Stung by widespread criticism, the Karnataka government has modified its August 12 circular on dress code for its employees. While the original circular had specified what can and cannot be worn to work, the revised order merely states they should turn up in a “dignified manner.”
The fresh circular issued by the Department of Personnel and Administrative Reforms (DPAR) is based on a proposal by the Karnataka government Secretariat Employees’ Association and State government Employees’ Association.
Shalini Rajneesh, DPAR Secretary, told The Hindu on Monday the revision was made as the “illustrated attire in the original circular was being misinterpreted”.
“The purpose is to make sure the employees know that they are supposed to maintain dignity and decorum in a government office. If they are breaching decency limits, others will complain. Then the person will be asked to set right himself or herself. That is the basic deterrent purpose of having any rule, to ensure that people do not deviate,” she said.
The government’s dress code had irked women activists who termed it “ridiculous” and said the choice of comfortable clothing should be left to individuals. Some were even worried that what started with government employees could later be extended to other sections of people. However, Ms. Rajneesh said she had been getting several phone calls, messages and mails hailing the initiative.
Appreciating the rule, Sangeeth Varghese, representing the World Economic Forum, had sent the department three international studies that sought to establish a “negative correlation” between casual dressing and productivity.
“Study proves it”
According to Mr. Varghese, Scott Kingdom, Managing Director of the Chicago office of Korn Ferry International, an executive search firm, had experimented with casual dress-down policy during the summer of 1999 in his Chicago office. Following a notable “pronounced casual nature and approach to work and a growing sloppiness” after the policy, Mr. Scott and his team converted their offices back to suited business dress, effective Labour Day, 1999.
Since then, business produced by Mr. Scott’s office has doubled, Mr. Varghese pointed out.
He cited other studies to corroborate his claim.

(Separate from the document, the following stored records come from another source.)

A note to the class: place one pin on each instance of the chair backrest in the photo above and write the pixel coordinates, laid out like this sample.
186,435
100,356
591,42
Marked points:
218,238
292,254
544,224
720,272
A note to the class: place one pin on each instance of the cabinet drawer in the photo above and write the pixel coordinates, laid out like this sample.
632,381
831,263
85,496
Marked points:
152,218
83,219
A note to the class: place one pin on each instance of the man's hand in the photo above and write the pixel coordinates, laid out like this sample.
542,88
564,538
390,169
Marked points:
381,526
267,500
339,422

Endorsing the study cited by Mr. Varghese, Ms. Rajneesh said the employees’ focus should be on work and productivity. Non-issues and distractions should not take away our time and energy,” she added.
However, P. Satishchandra, Director of NIMHANS, said there was no link between casual dressing and productivity.
“The way of dressing depends on an individual and it definitely cannot be linked to his/her productivity. Some people may like to dress in a casual manner, but that does not affect their productivity,” Dr. Satishchandra said.
At a press conference, seeking to play down the dress code issue, Chief Minister Siddaramaiah made it clear that such a circular had been issued following a written request by the employees’ association.
“However, I will go through the circular to see its contents,” he said.